Despite many students and faculty expressing their concerns over the signs, the university has continued to stand by the club, saying the signs followed proper policies and procedures.

In a recording posted to YouTube yesterday, Vice President of Student Affairs Patricia Whitely is heard meeting with students who were demonstrating by the Trump signs in support of the Black Lives Matter movement. Whitely informed the students that because Trump was running for president there was nothing she could do about the signs, and said that the procedures of the school were followed.

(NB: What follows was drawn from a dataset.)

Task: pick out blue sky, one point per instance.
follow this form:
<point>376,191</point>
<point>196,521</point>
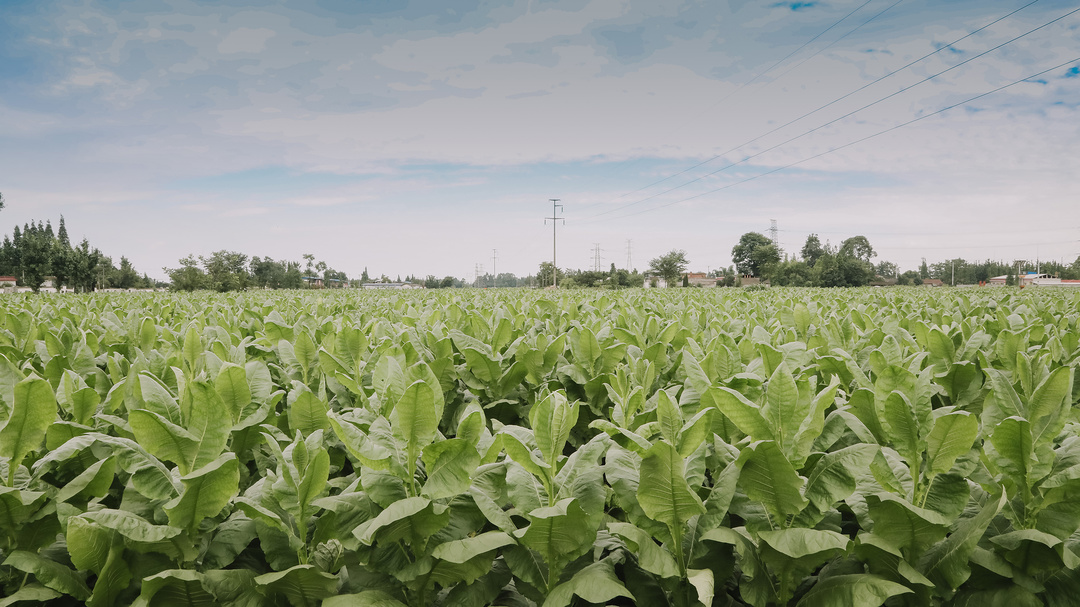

This is not the first report of UMCR making offensive comments. Just last week, a UM student who requested anonymity presented years of private messages on Whatsapp where UMCR members were making jokes about transgender people and the coronavirus, calling it “kung flu.”

After the images of the chat from the zoom meeting began spreading around students, sophomore Mia Porter emailed Ryan Holmes asking the university to look into this incident.

“I have attached the screenshots and tried to make out as many names as I could, but each of their meetings and chats should be investigated by the university,” Porter wrote in the email. “A lot of this rhetoric is completely unacceptable and should not be tolerated by the university in any way, shape or form.”

In response to the email, Holmes said, “Thank you, and others, for making us aware. We will investigate the matter.” UM administrators were not immediately made available for comment.